GIFFORD, Fla. — October's record-breaking rainfall was almost enough to raise the dead in Gifford Cemetery.
On Wednesday evening about a half-dozen buried concrete vaults were unearthed and several more were underneath inches of water. However, no caskets were visible.
Cars and trucks lined the entrance to the cemetery on 49th Street, about a mile west of U.S. 1, as the living went to check on the graves of loved ones buried there.
"It's upsetting," said Solomon Berton, whose father-in-law's grave was about 3 inches out of the ground. "This should not be happening."
Gifford Cemetery Association official Delores Hayes said October's record-setting rainfall caused the soil to loosen and the vaults to float to the surface.

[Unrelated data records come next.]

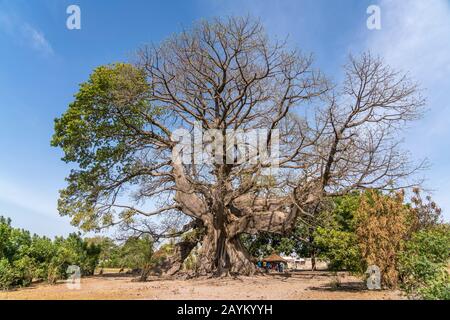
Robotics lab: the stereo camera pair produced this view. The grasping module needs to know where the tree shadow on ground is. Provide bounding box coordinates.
[309,281,368,292]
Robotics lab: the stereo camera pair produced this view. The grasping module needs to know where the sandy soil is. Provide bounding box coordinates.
[0,271,402,300]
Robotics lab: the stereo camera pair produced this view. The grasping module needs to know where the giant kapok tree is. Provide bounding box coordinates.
[52,18,424,275]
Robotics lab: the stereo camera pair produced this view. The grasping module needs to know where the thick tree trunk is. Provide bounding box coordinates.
[197,224,256,276]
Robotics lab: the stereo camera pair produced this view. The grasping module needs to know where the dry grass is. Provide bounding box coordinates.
[0,271,402,300]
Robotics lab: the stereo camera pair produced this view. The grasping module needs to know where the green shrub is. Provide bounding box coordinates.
[314,227,363,272]
[399,225,450,300]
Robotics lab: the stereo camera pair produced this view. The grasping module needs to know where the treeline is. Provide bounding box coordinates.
[244,189,450,299]
[0,216,173,290]
[0,217,101,289]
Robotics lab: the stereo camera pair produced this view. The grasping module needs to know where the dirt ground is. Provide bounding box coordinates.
[0,271,403,300]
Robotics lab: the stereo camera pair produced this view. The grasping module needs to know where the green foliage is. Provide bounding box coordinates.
[121,236,154,269]
[314,227,363,272]
[0,217,100,289]
[399,225,450,300]
[51,63,160,230]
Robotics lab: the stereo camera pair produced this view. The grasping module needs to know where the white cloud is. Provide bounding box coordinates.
[0,11,54,56]
[21,24,53,55]
[0,177,58,217]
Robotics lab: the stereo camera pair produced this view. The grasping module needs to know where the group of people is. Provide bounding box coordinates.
[256,261,285,272]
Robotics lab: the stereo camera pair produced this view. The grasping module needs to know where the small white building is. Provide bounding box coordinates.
[281,256,306,270]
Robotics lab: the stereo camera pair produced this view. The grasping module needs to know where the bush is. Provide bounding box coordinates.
[0,217,100,289]
[399,225,450,300]
[314,227,363,272]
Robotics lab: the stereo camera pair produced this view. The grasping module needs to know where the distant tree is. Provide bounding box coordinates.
[52,18,424,275]
[355,190,414,288]
[411,188,443,231]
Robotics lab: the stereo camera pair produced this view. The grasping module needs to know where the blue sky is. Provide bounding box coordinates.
[0,0,450,236]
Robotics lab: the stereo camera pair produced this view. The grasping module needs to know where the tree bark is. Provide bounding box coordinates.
[197,228,256,276]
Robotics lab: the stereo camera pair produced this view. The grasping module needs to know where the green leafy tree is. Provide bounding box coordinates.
[399,225,450,300]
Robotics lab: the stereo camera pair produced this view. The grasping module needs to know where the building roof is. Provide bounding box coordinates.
[262,253,287,262]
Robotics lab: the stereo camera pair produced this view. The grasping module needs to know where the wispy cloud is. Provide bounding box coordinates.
[0,11,54,56]
[365,0,450,219]
[0,177,58,217]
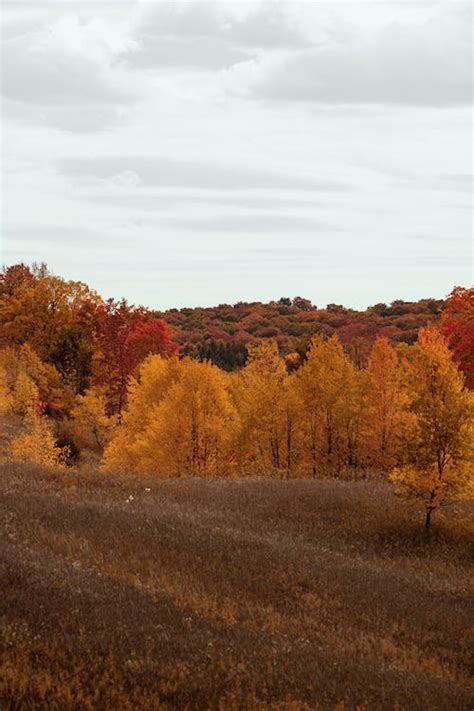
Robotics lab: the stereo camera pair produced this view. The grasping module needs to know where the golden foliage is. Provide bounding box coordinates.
[103,355,237,475]
[9,413,68,467]
[391,328,474,528]
[71,388,116,449]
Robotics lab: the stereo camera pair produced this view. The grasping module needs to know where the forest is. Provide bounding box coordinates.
[0,264,474,527]
[0,264,474,711]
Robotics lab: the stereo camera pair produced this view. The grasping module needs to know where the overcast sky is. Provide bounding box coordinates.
[1,0,473,308]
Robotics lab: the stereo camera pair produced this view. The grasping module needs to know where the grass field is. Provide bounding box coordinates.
[0,464,474,711]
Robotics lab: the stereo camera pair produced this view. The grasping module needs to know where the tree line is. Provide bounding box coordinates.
[0,265,473,526]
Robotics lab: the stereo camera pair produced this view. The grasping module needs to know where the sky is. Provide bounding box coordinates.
[0,0,473,309]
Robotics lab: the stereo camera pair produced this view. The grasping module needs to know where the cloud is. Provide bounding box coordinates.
[1,15,138,131]
[250,4,472,107]
[166,213,338,236]
[58,156,349,192]
[125,0,307,69]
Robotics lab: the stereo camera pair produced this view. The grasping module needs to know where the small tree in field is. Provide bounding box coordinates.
[390,328,474,530]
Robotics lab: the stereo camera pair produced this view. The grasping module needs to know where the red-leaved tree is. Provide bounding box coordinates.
[90,299,177,416]
[441,286,474,389]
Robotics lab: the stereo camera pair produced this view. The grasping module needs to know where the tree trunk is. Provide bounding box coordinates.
[425,509,433,533]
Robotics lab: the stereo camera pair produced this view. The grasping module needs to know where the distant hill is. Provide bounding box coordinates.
[156,297,445,370]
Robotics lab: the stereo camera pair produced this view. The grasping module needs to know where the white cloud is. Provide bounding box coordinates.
[246,3,472,107]
[1,0,472,306]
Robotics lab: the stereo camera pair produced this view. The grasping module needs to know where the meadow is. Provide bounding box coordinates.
[0,463,474,711]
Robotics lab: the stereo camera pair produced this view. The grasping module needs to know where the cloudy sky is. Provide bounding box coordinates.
[1,0,473,308]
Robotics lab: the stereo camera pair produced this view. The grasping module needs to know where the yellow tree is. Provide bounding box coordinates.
[102,355,180,472]
[235,341,286,474]
[339,368,367,468]
[134,358,238,476]
[71,388,116,449]
[12,370,40,417]
[0,343,74,414]
[295,335,353,476]
[103,356,237,476]
[364,338,406,472]
[0,365,13,417]
[9,413,68,467]
[391,328,474,530]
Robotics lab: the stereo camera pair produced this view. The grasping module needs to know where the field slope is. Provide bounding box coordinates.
[0,465,474,711]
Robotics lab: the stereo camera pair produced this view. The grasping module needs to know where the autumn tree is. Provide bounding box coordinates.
[102,355,180,472]
[71,388,116,450]
[0,272,99,362]
[235,341,292,474]
[441,286,474,389]
[0,365,13,417]
[295,336,355,476]
[0,344,74,416]
[90,299,176,417]
[8,412,68,467]
[364,337,406,472]
[103,356,237,476]
[391,328,474,530]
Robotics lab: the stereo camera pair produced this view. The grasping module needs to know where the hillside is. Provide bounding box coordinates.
[0,464,474,711]
[156,297,445,370]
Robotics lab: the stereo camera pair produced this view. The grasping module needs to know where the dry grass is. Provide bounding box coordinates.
[0,464,474,711]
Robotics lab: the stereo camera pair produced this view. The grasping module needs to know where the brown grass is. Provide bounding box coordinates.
[0,464,474,711]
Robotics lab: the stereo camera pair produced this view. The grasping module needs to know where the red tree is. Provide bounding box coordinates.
[441,286,474,389]
[90,299,177,415]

"We're aware of the problem and are working to fix it," she said.
Vero Beach on Monday set a rainfall record of 3.79 inches, breaking the mark of 3.35 inches set on the date in 1965. Officials estimate 21.93 inches of rain fell in October, making it the second all-time wettest month in Vero Beach. The top month remains September 2004, with 23.01 inches.
Hayes said the water table is high and crews must wait until the soil dries to assess any damage and to return the vaults to their final resting place.
However, Faye Thornton-Williams, whose father is buried in the cemetery — his grave was not disturbed — said officials can't blame the situation on the rain.
"The water table is about 6 feet from the surface and when they buried my father I'm pretty sure they dug a lot deeper than 6 feet," she said. "This is just ridiculous."
Florida's sandy soil mixture, Berton said, should not be an excuse as professionals and cemetery officials should realize that before burying the deceased.
"You would think they would do the right procedure so this won't happen," he said
A similar situation occurred after the 2004 hurricanes, but it was worse as some vaults were floating, Gifford residents said.
"This is like having a funeral all over again," Atavias Banks said Wednesday evening as she was checking on her mother's grave. "If she was here now she would say, 'Lord, this is a shame.'"
Banks mother's grave wasn't disturbed. However, she couldn't say the same for other relatives buried in the cemetery because their graves were under water.
"Lord, have mercy," she said, shaking her head.